Eurico chegou a ter um cargo no início da gestão Teixeira, em 1989, mas deixou a posição meses depois após divergências com o presidente da CBF.

Foi ele também o pivô da briga que culminou com a quase dissolução do Clube dos 13. Escalado para representar os clubes que disputaram a Copa União de 87, Eurico "traiu" as demais agremiações, que não queriam o cruzamento com os times do outro módulo. Campeão e vice daquele ano, Flamengo e Internacional não foram à Libertadores do ano seguinte, e o Sport foi declarado campeão. A matéria foi até o Superior Tribunal Federal, que deu ganho de causa ao Leão.

O Cruzmaltino também teve ação na Conmebol, que foi conivente com uma manobra que tirou o Palmeiras do Mundial de 2000. Nesta competição, O Vasco, que não teria direito a uma vaga, atuou após uma manobra de bastidores. O contexto político conspirou para que a entidade assegurasse o Vasco no Mundial antes mesmo de o Palmeiras decidir a final da Libertadores de 1999 contra o Deportivo Cali. Assim, os vascaínos, vencedores da Libertadores em 1998, garantiram o lugar de um carioca no torneio, o que rendeu apoio político a Teixeira e Maracanã lotado.

Com a imprensa, o relacionamento sempre foi dos mais complicados. Não raro o ex-presidente acusava os repórteres de perseguição. Em um caso que ficou famoso, o então vice-presidente de futebol saiu do Maracanã com a renda de uma partida do Fluminense. A metros de casa, alegou ter sido roubado e a história nunca foi explicada.

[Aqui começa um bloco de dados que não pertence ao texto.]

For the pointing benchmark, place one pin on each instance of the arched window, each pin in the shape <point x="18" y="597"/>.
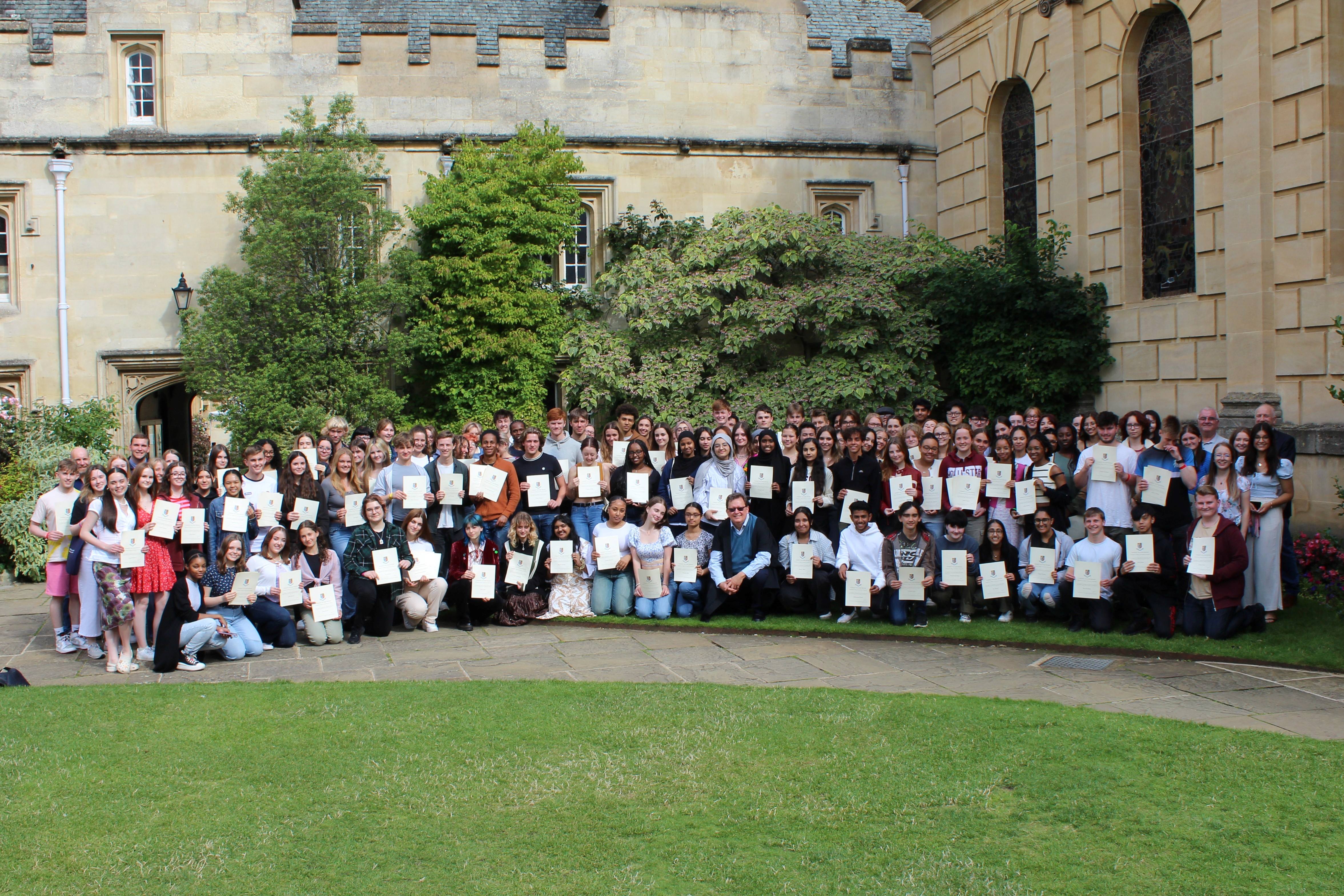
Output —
<point x="577" y="258"/>
<point x="140" y="87"/>
<point x="1019" y="152"/>
<point x="1167" y="156"/>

Julio César Guimarães/ O Globo
Imagem: Julio César Guimarães/ O Globo

Já em 2004, uma agressão ao repórter Carlos Monteiro, de "O Dia", quase o levou para a prisão. Depois do Fla vencer por 3 a 1 e levantar o Carioca daquele ano, Eurico foi questionado sobre onde estavam os 30 mil litros de chope, promessa feita para a festa do título. Irado, deu um soco no profissional. O cartola foi condenado a seis meses de prisão, mas a pena foi substituída por uma indenização pecuniária.

Nos últimos anos, em seu último mandato à frente do Vasco, novas brigas contra o poder de TV Globo, Flamengo e até CBF: "O respeito voltou, ponto!", repetia Eurico Miranda. O cartola prometia não aceitar diferença no tratamento de entidades e televisão com o cruzmaltino.

Suspeita de fraude em eleição e fim manchado

A saída do poder, no entanto, ficou manchada. Vitorioso nas urnas, em novembro de 2017, viu a Justiça anular a polêmica urna 7 da eleição cruzmaltina e dar a vitória ao grupo de Júlio Brant e Alexandre Campello. O então presidente do Conselho de Beneméritos ainda arquitetou o rompimento entre Campello e Brant, com o médico e aliado de anos assumindo a presidência, mas já não mandava como antes no clube.

Nos últimos meses de vida, a briga era interna na política vascaína. Grupos opositores questionavam as prestações de contas dos seus últimos anos de mandato. Eurico faleceu como viveu quase sempre: envolto em polêmicas, dentro e fora do clube.